Jan Moons : "Tout le monde a été important mais Sonck et Dagano étaient dingues en pointe de l’attaque. Ils jouaient très bien à deux. Derrière eux, Skoko évoluait en numéro 10 mais bossait comme un fou en perte de balle. Et encore derrière, il y avait Bernd Thijs qui arrachait des ballons. Il y avait aussi Zokora, etc. Du beau monde !"
David Hubert : "Je ne peux pas sortir un homme clé. Je manquerais de tact si je le faisais. De prime abord, on pense à Courtois, De Bruyne ou Vossen mais il y avait aussi d’autres joueurs tout aussi phénoménaux cette année-là. Comme dans la génération actuelle."
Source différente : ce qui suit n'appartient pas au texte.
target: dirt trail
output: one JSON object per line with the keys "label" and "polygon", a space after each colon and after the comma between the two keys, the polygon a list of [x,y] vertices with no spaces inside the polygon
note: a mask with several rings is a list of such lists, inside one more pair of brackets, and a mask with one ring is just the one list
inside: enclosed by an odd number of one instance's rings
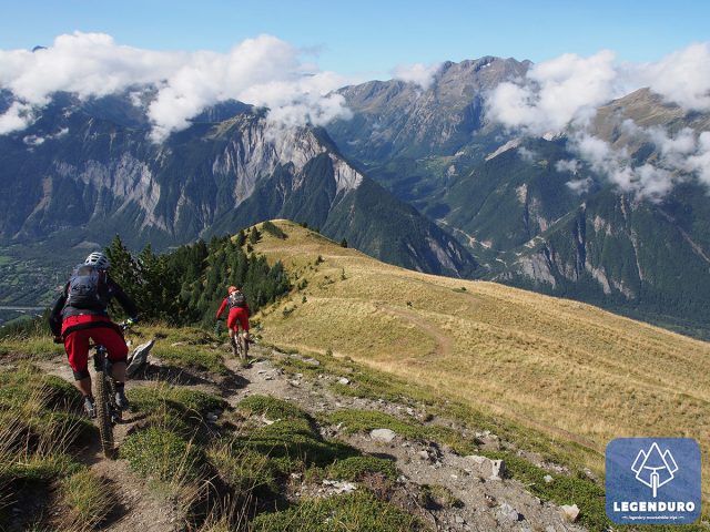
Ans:
{"label": "dirt trail", "polygon": [[[446,339],[434,327],[415,319],[400,309],[396,311],[420,326],[436,338],[438,349],[450,349],[450,340]],[[222,395],[230,405],[237,405],[250,395],[268,395],[298,405],[311,413],[327,413],[339,408],[378,410],[396,416],[424,418],[424,408],[405,408],[384,400],[341,397],[329,390],[328,385],[334,376],[322,375],[308,381],[302,376],[287,376],[278,369],[273,360],[290,355],[262,350],[253,347],[251,354],[254,361],[248,368],[241,368],[239,362],[227,358],[227,368],[236,376],[240,386],[220,387],[206,378],[185,371],[182,377],[172,378],[172,383]],[[291,355],[298,357],[297,355]],[[302,360],[303,357],[301,357]],[[317,365],[317,361],[313,361]],[[50,362],[41,362],[45,371],[72,380],[72,374],[62,357]],[[151,372],[153,377],[165,377],[166,369],[153,359]],[[131,380],[129,389],[152,386],[153,380]],[[115,441],[121,441],[138,421],[136,415],[126,415],[124,423],[115,428]],[[490,480],[487,473],[479,471],[479,466],[470,458],[455,454],[434,442],[407,441],[396,436],[384,442],[371,438],[369,434],[347,436],[337,428],[325,428],[324,436],[338,437],[363,452],[390,458],[396,461],[403,475],[398,483],[404,493],[416,493],[424,484],[442,485],[450,490],[454,498],[462,501],[460,508],[440,508],[424,511],[428,521],[437,531],[577,531],[584,530],[567,522],[559,508],[544,503],[526,491],[525,487],[514,480]],[[490,442],[496,442],[495,434],[487,434]],[[180,530],[179,519],[166,500],[150,494],[144,482],[133,475],[125,460],[105,460],[97,446],[87,449],[85,462],[99,475],[108,479],[115,488],[119,501],[109,523],[102,529],[113,532],[173,532]],[[478,468],[478,469],[477,469]],[[304,487],[305,488],[305,487]],[[306,490],[307,491],[307,490]]]}

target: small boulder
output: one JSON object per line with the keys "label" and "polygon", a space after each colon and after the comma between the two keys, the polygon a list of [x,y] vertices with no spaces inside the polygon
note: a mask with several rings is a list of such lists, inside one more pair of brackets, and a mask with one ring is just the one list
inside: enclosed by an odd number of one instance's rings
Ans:
{"label": "small boulder", "polygon": [[577,519],[579,519],[579,508],[577,508],[577,504],[572,504],[571,507],[568,504],[564,504],[559,507],[559,509],[562,511],[562,515],[565,515],[565,519],[570,523],[574,523],[577,521]]}
{"label": "small boulder", "polygon": [[501,480],[506,474],[506,463],[503,460],[490,460],[486,457],[469,454],[466,457],[474,466],[478,477],[488,480]]}

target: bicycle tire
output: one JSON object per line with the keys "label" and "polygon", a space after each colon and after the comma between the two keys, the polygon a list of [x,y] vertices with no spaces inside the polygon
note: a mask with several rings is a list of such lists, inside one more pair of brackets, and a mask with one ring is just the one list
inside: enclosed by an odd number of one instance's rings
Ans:
{"label": "bicycle tire", "polygon": [[97,371],[95,388],[97,422],[99,423],[101,449],[103,450],[104,457],[113,458],[113,426],[111,423],[111,407],[109,405],[110,385],[106,382],[106,375],[103,369]]}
Marc Hendrikx : "Tout le monde a joué à son meilleur niveau cette année-là. Strupar ? Les attaquants sont toujours mis en avant, mais on ne se résumait pas à lui."
10. QUELS CONSEILS LEUR DONNERIEZ-VOUS POUR BIEN FÊTER LE TITRE ?
Jan Moons : "Ils n’ont pas besoin de mes conseils. Ils savent faire la fête dans le Limbourg (rires). La fête avait été gigantesque en 2002. Nous sommes revenus de Westerlo et c’était déjà la grosse fête dans le bus avant de finir avec les supporters."
Marc Hendrikx : "Ils n’auront pas besoin de coach ou d’anciens champions pour leur apprendre à faire la fête. Je me souviens que nous avions vraiment célébré tous ensemble. À l’image de notre saison."
David Hubert : "Pour bien fêter ça, il faut faire le job avant. Ensuite, ils doivent profiter du moment. On n’en profite jamais assez. J’aurais davantage dû me rendre compte de ce qu’on venait de faire. En tant que sportif, tu en veux toujours plus. J’étais déjà trop focalisé sur la suite. C’est le boulot des dirigeants de penser à la saison d’après. Il y aura des départs mais je suis persuadé que Genk a déjà les joueurs pour pallier les transferts sortants."